Se agrava la pandemia en Brasil

Foto: AFP

El llamado gigante del Sur en América Latina al parecer se ha quedado minimizado ante los embates de la pandemia del Coronavirus. Este martes y miércoles registró récords de fallecimientos. 1641 muertos el primer día y 1910 el segundo, para un total de 3551 en solo dos días, ponen a Brasil al borde de un colapso sin precedentes.

Pero el abismo llega no solo por estos datos. La llamada vacunación en «cámara lenta» también contribuye a que los pronósticos sean pesimistas al momento de atender, por parte de los gobiernos regionales y el central, las emergencias suscitadas por la multiplicación de los casos positivos de COVID-19.

El propio Ministerio de Salud de Brasil ha confirmado, a través de un comunicado, la gravedad de la situación.

“Por primera vez desde el inicio de la pandemia, se verifica en todo el país un agravamiento simultáneo de diversos indicadores” al tiempo que describió que «se trata de un escenario alarmante, con un aumento de casos y muertes, altos niveles de síndromes respiratorios agudos graves (SRAG) y una ocupación de más de 80% de camas en las unidades de cuidados intensivos (UCI) en 19 de los 27 estados brasileños».

Tanto el número de víctimas mortales, 259 mil, como el alto índice de contagiados, 10 millones 700 mil hasta la fecha, hacen de Brasil un escenario extremadamente complicado de manejar con eficiencia.

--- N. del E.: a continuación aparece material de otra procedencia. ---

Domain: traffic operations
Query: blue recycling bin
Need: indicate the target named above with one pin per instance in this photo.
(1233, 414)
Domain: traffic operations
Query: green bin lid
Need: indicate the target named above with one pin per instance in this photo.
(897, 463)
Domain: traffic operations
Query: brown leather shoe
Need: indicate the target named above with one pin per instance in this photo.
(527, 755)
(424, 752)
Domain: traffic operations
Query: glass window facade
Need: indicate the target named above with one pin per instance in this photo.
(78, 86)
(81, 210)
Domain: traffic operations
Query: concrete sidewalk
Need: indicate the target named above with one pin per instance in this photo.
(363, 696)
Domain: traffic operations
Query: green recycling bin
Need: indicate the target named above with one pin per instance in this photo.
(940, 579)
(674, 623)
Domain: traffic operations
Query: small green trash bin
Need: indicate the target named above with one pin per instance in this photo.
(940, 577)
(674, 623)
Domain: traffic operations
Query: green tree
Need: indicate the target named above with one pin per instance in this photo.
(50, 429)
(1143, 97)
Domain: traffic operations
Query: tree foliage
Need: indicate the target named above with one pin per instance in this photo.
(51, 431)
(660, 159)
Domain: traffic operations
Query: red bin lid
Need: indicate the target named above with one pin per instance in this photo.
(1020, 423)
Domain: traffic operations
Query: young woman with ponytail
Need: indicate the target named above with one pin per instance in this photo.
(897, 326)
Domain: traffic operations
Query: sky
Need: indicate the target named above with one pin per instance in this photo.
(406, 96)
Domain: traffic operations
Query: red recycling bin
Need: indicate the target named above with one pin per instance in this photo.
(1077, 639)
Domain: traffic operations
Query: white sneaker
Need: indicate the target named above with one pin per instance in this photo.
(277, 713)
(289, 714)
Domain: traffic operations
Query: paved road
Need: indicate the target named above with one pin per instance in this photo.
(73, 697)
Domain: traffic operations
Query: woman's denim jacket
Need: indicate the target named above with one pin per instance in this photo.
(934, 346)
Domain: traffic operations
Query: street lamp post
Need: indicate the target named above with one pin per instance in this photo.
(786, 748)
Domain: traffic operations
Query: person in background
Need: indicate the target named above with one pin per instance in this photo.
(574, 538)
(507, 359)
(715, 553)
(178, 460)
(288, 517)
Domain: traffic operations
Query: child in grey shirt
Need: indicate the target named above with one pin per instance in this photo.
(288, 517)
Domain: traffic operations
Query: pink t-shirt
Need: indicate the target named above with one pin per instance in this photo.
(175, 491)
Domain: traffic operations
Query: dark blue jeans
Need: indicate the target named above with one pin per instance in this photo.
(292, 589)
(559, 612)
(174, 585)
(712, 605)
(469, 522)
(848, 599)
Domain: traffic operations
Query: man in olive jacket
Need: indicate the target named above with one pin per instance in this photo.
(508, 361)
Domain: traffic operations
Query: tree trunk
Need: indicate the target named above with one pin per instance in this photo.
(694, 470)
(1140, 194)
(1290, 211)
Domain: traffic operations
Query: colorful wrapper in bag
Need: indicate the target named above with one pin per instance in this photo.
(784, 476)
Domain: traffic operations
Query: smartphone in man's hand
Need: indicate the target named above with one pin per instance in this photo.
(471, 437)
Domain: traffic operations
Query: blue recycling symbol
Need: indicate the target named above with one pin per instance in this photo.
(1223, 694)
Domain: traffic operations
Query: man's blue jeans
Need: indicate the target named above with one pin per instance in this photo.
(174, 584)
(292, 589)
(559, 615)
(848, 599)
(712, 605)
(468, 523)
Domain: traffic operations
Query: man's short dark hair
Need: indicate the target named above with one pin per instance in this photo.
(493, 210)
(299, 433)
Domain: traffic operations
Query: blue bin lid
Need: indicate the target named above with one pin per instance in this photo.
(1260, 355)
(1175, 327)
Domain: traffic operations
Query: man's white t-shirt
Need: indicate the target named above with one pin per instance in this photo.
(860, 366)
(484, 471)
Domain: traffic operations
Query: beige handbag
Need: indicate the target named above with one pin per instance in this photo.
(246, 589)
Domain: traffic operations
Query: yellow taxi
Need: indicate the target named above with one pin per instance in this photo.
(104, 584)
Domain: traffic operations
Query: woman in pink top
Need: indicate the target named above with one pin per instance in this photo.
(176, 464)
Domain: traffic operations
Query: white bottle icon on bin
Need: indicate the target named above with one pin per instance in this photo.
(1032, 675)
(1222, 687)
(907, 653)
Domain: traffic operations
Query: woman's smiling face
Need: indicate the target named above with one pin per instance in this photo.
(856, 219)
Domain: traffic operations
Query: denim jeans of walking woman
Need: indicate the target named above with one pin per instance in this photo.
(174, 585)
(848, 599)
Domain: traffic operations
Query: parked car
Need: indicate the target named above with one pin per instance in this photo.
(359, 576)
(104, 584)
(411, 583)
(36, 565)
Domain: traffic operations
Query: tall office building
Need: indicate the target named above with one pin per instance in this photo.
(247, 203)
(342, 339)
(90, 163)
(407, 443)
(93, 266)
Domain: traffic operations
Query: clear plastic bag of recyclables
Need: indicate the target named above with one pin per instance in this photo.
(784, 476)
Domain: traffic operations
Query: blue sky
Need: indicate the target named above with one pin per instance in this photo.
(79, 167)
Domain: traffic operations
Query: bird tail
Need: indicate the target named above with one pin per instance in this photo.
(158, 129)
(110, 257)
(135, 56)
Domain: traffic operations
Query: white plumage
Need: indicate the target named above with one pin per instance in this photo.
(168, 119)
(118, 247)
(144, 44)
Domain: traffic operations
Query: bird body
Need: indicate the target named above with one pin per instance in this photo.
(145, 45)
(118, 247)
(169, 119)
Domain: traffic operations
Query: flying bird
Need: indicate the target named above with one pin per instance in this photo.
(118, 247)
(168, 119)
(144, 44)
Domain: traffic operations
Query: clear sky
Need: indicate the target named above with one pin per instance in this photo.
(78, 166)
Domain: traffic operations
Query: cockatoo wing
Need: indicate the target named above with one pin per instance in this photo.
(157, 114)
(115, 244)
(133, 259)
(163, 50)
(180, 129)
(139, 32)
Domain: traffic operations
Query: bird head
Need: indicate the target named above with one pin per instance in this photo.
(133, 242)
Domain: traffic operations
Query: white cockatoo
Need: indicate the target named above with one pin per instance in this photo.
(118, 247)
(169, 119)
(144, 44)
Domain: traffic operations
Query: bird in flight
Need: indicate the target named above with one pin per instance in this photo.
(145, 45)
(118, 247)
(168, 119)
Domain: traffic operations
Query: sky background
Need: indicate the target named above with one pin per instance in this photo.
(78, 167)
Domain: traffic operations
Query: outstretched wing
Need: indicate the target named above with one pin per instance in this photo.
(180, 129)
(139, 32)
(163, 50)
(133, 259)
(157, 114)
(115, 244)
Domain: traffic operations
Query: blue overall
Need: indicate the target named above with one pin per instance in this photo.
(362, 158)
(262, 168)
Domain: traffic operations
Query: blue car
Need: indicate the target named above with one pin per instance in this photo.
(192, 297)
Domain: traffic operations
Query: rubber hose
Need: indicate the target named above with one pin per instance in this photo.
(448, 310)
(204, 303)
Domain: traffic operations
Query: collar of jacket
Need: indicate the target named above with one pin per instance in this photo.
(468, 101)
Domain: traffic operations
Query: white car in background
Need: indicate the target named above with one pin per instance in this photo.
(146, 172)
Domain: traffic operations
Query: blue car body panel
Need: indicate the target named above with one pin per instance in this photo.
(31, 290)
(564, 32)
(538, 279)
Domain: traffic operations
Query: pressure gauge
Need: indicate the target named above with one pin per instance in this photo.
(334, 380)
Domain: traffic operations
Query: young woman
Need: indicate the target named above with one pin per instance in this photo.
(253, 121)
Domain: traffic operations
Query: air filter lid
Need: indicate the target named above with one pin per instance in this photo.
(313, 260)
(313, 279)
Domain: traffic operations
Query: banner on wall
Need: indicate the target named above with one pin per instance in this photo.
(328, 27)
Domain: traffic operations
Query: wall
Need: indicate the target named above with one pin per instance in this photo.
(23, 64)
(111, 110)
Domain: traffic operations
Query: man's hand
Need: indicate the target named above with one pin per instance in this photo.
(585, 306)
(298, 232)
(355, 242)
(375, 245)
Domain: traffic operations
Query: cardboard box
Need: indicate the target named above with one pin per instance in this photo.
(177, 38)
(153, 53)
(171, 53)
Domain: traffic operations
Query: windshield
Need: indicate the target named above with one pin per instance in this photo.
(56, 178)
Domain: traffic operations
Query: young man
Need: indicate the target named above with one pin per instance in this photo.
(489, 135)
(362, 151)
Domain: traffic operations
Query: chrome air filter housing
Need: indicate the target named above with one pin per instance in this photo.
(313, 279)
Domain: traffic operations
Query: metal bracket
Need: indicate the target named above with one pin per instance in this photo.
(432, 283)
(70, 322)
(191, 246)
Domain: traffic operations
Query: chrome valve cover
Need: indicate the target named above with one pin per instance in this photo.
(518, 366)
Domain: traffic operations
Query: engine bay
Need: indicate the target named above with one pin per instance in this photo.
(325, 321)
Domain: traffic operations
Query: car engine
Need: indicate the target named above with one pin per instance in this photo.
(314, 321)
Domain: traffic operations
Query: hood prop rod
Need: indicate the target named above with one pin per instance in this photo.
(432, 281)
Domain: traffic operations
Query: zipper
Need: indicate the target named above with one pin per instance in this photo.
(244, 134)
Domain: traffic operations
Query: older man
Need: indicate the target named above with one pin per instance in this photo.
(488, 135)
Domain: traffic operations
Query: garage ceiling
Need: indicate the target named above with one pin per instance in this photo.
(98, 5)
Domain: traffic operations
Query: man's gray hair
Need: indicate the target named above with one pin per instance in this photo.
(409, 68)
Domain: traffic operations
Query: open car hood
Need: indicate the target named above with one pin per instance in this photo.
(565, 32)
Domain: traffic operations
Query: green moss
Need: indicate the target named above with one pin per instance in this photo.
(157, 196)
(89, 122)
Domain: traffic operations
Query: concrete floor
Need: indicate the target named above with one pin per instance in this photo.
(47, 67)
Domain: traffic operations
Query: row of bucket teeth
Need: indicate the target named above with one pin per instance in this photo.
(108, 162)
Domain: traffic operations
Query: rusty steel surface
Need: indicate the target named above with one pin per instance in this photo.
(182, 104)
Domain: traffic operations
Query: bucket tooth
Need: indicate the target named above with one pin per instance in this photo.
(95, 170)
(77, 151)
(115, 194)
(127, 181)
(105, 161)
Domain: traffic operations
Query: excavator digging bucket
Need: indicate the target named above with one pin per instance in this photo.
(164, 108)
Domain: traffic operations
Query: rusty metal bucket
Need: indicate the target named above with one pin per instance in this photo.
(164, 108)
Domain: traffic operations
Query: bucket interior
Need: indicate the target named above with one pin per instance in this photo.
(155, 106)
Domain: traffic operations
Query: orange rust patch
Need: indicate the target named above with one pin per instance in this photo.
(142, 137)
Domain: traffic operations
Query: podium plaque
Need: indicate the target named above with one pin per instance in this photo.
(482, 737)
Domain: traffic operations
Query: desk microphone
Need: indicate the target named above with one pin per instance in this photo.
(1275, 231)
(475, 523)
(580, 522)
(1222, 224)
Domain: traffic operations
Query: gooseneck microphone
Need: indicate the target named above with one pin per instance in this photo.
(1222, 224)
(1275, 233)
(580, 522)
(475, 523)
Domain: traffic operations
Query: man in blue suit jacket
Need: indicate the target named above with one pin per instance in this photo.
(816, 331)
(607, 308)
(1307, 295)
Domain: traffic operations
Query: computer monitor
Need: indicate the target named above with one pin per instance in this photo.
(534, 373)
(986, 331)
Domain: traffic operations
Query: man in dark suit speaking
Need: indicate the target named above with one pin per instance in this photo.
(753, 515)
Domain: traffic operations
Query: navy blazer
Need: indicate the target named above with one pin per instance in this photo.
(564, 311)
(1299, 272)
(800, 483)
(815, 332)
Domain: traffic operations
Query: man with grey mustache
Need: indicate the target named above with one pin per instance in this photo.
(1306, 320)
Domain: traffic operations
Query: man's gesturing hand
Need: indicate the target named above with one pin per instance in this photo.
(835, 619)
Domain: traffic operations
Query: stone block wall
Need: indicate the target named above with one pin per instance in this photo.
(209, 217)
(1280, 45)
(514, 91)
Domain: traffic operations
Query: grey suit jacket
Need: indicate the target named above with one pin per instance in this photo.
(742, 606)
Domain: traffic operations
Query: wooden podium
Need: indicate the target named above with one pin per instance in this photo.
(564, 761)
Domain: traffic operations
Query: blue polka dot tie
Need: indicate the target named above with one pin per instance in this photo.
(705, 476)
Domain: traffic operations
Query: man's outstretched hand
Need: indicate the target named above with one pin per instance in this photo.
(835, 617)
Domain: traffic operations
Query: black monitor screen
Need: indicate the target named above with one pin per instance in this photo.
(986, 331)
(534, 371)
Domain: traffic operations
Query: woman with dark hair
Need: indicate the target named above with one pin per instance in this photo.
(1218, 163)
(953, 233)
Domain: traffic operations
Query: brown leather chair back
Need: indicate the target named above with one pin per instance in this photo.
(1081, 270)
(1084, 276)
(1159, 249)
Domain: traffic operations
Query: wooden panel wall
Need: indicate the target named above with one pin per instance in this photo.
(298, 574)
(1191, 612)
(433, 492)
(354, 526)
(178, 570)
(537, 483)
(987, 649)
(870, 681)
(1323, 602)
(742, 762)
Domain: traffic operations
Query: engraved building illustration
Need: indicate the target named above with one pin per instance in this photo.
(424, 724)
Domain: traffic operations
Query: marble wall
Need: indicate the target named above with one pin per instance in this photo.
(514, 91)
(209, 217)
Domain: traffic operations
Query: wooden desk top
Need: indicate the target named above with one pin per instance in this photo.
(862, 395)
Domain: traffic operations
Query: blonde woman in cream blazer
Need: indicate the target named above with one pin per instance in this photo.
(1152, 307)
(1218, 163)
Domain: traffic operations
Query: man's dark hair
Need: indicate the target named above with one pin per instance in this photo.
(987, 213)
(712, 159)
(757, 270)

Pero ¿por qué se ha llegado a esta situación? La vicepresidenta de la Sociedad Brasileña de Inmunología (SBIM), Isabella Ballalai, declaró que esta emergencia «no es una sorpresa: se debe a no habernos preparado, porque este escenario estaba previsto. Sabíamos que había una nueva variante y debió haber un lockdown».

Además, la falta de coordinación por parte del gobierno federal que preside el controversial Jair Bolsonaro empujó a alcaldes y gobernadores a articularse por su cuenta para comprar vacunas.

Los secretarios de Salud de los estados pidieron el lunes implementar un toque de queda nocturno a nivel nacional y un «lockdown» en las zonas más críticas.

Pero esa postura choca con la de Bolsonaro, quien promueve aglomeraciones con sus seguidores, cuestiona el uso de mascarillas y la eficacia de las vacunas y critica a las autoridades que aplican medidas de aislamiento social por su impacto económico.

Lo cierto del caso es que Brasil se ha convertido en uno de los peores países del mundo en no saber controlar la pandemia. Y el caos continúa.